Schema and statement validation prior to execution #40

aew · 2016-11-11T11:17:09Z

Fixes a number of outstanding bugs and incompatibilities between validation output and execution input. Backwards compatible.

Changes include:

Perform schema and statement validation prior to execution, with more robust error handling (backwards compatible)
Line and column numbers in validation error output
Fix bug that could cause an infinite loop in the absence of a parent spec
Enable memoization of schema and statement preparation prior to execution
Post-process validated schema to eliminate unnecessary complexity
Fix potential collision of specs for root query and mutation fields sharing the same type
Support validation of arguments for root fields
Fix bug in validation of unused fragments
Fix bugs in validation of scalar leafs for lists of scalars and lists of objects
Deprecate graphql-clj.type/create-schema in favor of graphql-clj.validator/validate-schema
Fix bug in fragment cycles validation
Properly assign specs for recursively nested fields (switch to pre-order traversal for adding statement specs)

This is a large change because the parser was eliminating line and column metadata necessary for producing validation error messages. The executor was coupled to parser output rather than validator output. This PR proposes that the executor take the validator output as an input rather than the parser output.

Related discussion: #22

…t of a mandatory validation phase

aew · 2016-11-11T22:29:37Z

I think I understand the issue - a query failing validation (because of this subscriptionType issue) is returning more than just the errors key, including things that don't serialize to JSON. I'll patch this.

…pecs

aew · 2016-11-12T15:37:08Z

There were actually additional bugs hidden by a bug in the fragment cycles validator which was inappropriately short-circuiting the DFS. I've fixed these bugs and added a couple missing unit tests for things that were breaking the Graphiql starter project.

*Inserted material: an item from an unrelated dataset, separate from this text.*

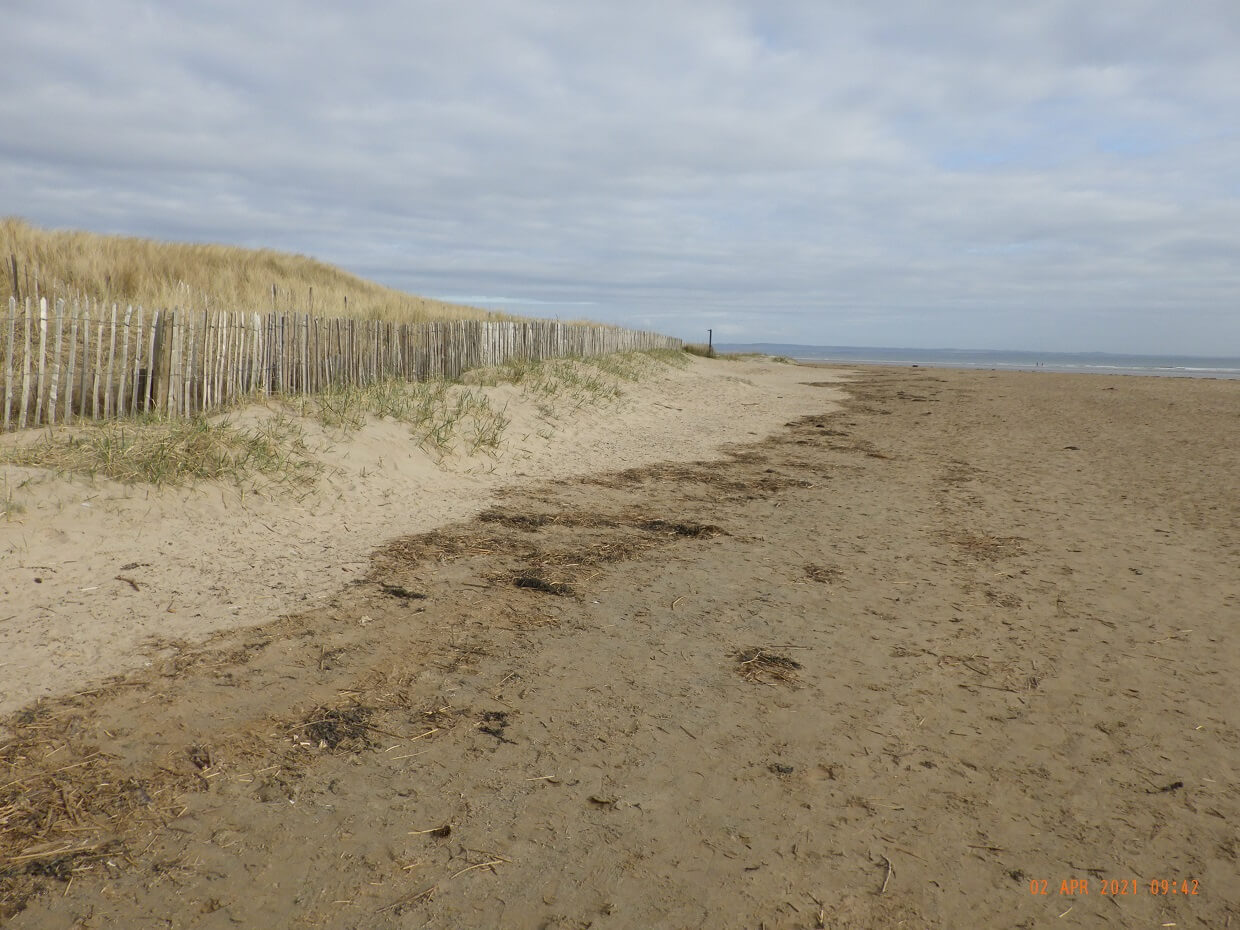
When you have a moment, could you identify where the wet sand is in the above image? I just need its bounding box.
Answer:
[0,368,1240,928]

tendant · 2016-11-12T15:41:13Z

Just had simple test in GraphiQL, looks like it work fine now.

Thanks a lot for your great work. The validation really makes huge difference on usability of the library. It helps provide much better error messages.

tendant · 2016-11-12T16:06:06Z

Do you have more commits coming? If not, I might release a new version tonight.

aew · 2016-11-12T16:18:06Z

I'm not planning to commit any more unless we discover more bugs, so feel free to release a new version. Thanks!

tendant · 2016-11-14T15:29:00Z

Found a new issue in inspector:

https://github.com/tendant/graphql-clj-starter/tree/testing-validation-loc

Error result:

{
  "errors": [
    {
      "error": "Cannot query field 'kind' on type 'FullType'.",
      "loc": {
        "line": 21,
        "column": 1
      }
    }
  ]
}

aew · 2016-11-14T19:25:04Z

Ok - taking a look at this. Can you clarify which query you used to produce this error?

tendant · 2016-11-14T20:12:43Z

It came from introspection query.

Just open graphiql, the error will show up in graphql result.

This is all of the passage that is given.